EEBO coding queries #A2

MILESTONES

How can we distinguish MILESTONEs from NOTEs? They seem identical.

I asked my colleagues how to distinguish a milestone from a note and they all threw up their hands. So it may not be easy. And it may not even be possible to distinguish them in a way that allows for their unambiguous inclusion in production process design. So what follows is an attempt at explanation, rather than an instruction. If you find that you can make use of it, do so. If not, we'll live without milestones. Personally I find them handy for things that look like they outline a structure, but which can't be tagged with the standard <HEAD> <TRAILER> etc. tags that mark the beginning and end of "real" (i.e. recognized) structural divisions.

<MILESTONE> tags can be used and abused in many ways. We prefer to restrict their use to cases in which there is a running alphanumerical sequence outside the main text block, containing no significant text other than that which explains the sequence, serving to break the text up into chunks, but not coincident with any structural divisions.

Because they appear outside of the text flow, they may be viewed as essentially a kind of <NOTE>, but a note of a very restricted repetitive, recurrent, and probably quite rarely used type. Since they are a kind of note, one can always fall back on the default and simple encode them as <NOTE>.

Here are some examples of things that I have treated as <MILESTONE>s in the past:

1. In Sidney's Arcadia, there are simple numbers (1,2,3,4...) that appear in the margins. They do not coincide with paragraph divisions, or any other division. (In fact, they correspond to numbers in the <ARGUMENT> at the head of the chapter, index numbers as it were.) They are not happily tagged as <NOTES> (though they could be), since they contain no content, just a numerical sequence that begins again at "1" with each chapter. They are not any kind of <HEAD> or <CLOSER>, since they don't appear at the beginning or end of any clear divisions.

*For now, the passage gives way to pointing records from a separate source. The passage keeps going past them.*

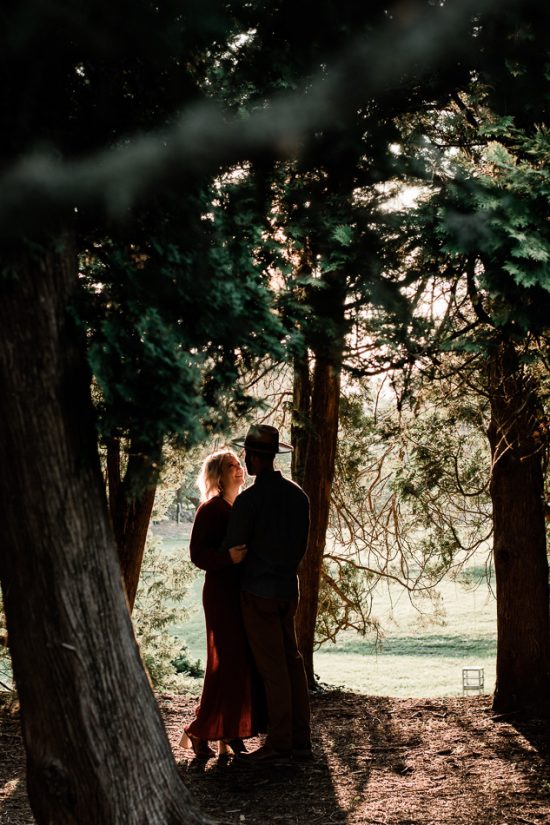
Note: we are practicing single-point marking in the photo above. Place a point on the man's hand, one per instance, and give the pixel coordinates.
(238, 553)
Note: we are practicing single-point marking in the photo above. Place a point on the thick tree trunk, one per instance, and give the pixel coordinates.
(131, 501)
(300, 430)
(521, 565)
(95, 744)
(317, 483)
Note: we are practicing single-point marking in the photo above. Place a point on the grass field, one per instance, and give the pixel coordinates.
(417, 658)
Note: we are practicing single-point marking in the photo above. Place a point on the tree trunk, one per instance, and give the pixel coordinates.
(521, 565)
(300, 430)
(327, 343)
(317, 483)
(131, 501)
(95, 744)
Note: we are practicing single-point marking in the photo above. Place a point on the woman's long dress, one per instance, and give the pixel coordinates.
(232, 703)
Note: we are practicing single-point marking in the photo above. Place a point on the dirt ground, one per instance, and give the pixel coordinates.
(377, 761)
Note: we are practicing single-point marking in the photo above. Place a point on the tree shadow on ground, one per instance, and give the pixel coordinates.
(14, 806)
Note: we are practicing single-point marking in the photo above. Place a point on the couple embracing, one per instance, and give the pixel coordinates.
(250, 544)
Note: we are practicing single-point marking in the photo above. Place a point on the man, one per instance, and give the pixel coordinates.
(272, 519)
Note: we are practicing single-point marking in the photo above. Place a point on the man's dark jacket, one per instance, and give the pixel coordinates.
(272, 518)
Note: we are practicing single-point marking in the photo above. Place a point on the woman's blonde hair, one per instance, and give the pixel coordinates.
(210, 475)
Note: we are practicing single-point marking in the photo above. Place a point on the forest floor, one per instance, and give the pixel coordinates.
(378, 761)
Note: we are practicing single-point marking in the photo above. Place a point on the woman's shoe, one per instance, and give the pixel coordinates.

2. Several books place numbers corresponding to points of sustained logical argument in the margins, to enable one to follow the argument better: the text makes the argument, the margin ticks off the points. Usually these are just numbers, or numbers combined with some kind of repeating text ("point 1, point 2, ..."). Though there is some correspondence here with the underlying intellectual structure, there is none with the typographic structure (points 1,2, and 3 may all appear in the same paragraph), so we can't use them as <HEAD>s. Again, we could tag them as notes, but this loses their distinctive quality of marking out chunks of the text in a series.

3. The 1850 edition of the Wycliffite Bible, which we captured in a previous project, treated the Biblical books and chapters as divisions, with <HEAD>s, but the numbers belonging to the Biblical verses were simply printed in the margin, with no other typographic indication that the verses were regarded as <DIV>s, or even as <P>s. So the verse numbers could not easily be treated as <HEAD>s; instead, we asked that they be treated as <MILESTONES>, since they were a numerical series outside the text block that served to break the text up into sections not corresponding to structural divisions.

4. Many books contain running marginal cross-references to the page numbers or chapter numbers of another edition. Since these are not the page numbers or chapter numbers of the book being captured, they can't be tagged as <PB> or <HEAD>. They could, again, be captured as <NOTE>, but this would ignore their simple, sequential quality--their function as providing a kind of alternative structure. We normally ask that these, if they are simple, recurrent, and sequential, be treated as <MILESTONE>s.